Your credit score is in no way affected by your age. The only thing lenders use your age for is to confirm that you are able to sign a contract. When it comes to concluding if your application should be approved or not, lenders do not pay attention to your age.

We have established that age is not considered when approving your application; however, there is a connection. For instance, the duration of your credit use makes up 15 percent of your credit score. This is often referred to as your credit age or credit history age. If you have a great credit history, the duration of credit use goes a long way in affecting your credit score.

This means that you need age on your side to gain further experience with credit, as experience will help improve your credit score.



It is easy to understand why older consumers have better credit reports and higher scores than younger consumers when we consider the place of experience. Some lenders consider any credit score below 660 to be subprime. In this case, the application is either denied or approved in terms that are less favorable.

Consumers are just beginning their credit journey at 18 years old. At this stage, they may be receiving their first credit card. In this case, the consumer will have to wait at least 6 months to have their credit score generated. It might be helpful to know that you can also buy credit tradelines to improve your credit score.



Another factor related to age that can affect your credit score indirectly is income. One of the ways lenders determine that an applicant can afford the obligation of new debt is the income of the applicant. However, it is important to note that income does not affect your credit score in any way.

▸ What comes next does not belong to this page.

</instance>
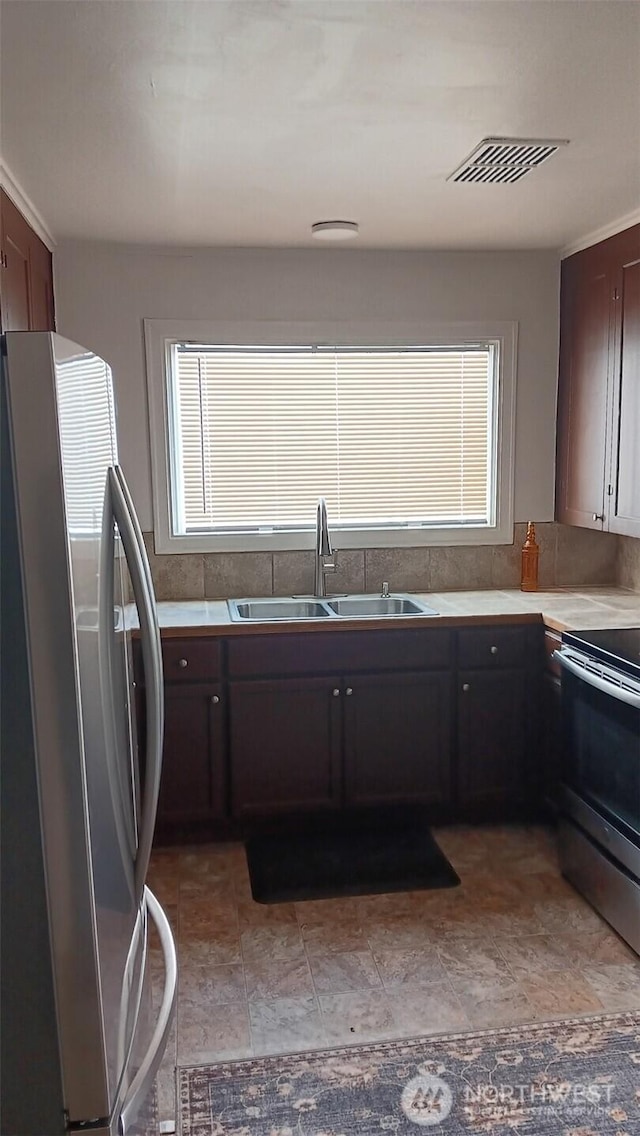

Most people experience an increase in their income as they grow, hence increasing their chances of getting higher credit scores.



Less experience with financial obligations, lower incomes, and a young age can indirectly affect your credit score negatively. These factors can make you prone to making terrible decisions that can lower your credit score. Taking out a large amount of debt with a low income will negatively affect your credit score. Always bear in mind that 30 percent of your credit score comes from your credit card balances.


All the information above does not in any way mean that a young adult cannot have an amazing credit score. The way you handle your credit obligation will go a long way in affecting your credit score. When you are an authorized user of an old account that has a positive credit history, this can improve your credit score, irrespective of your age.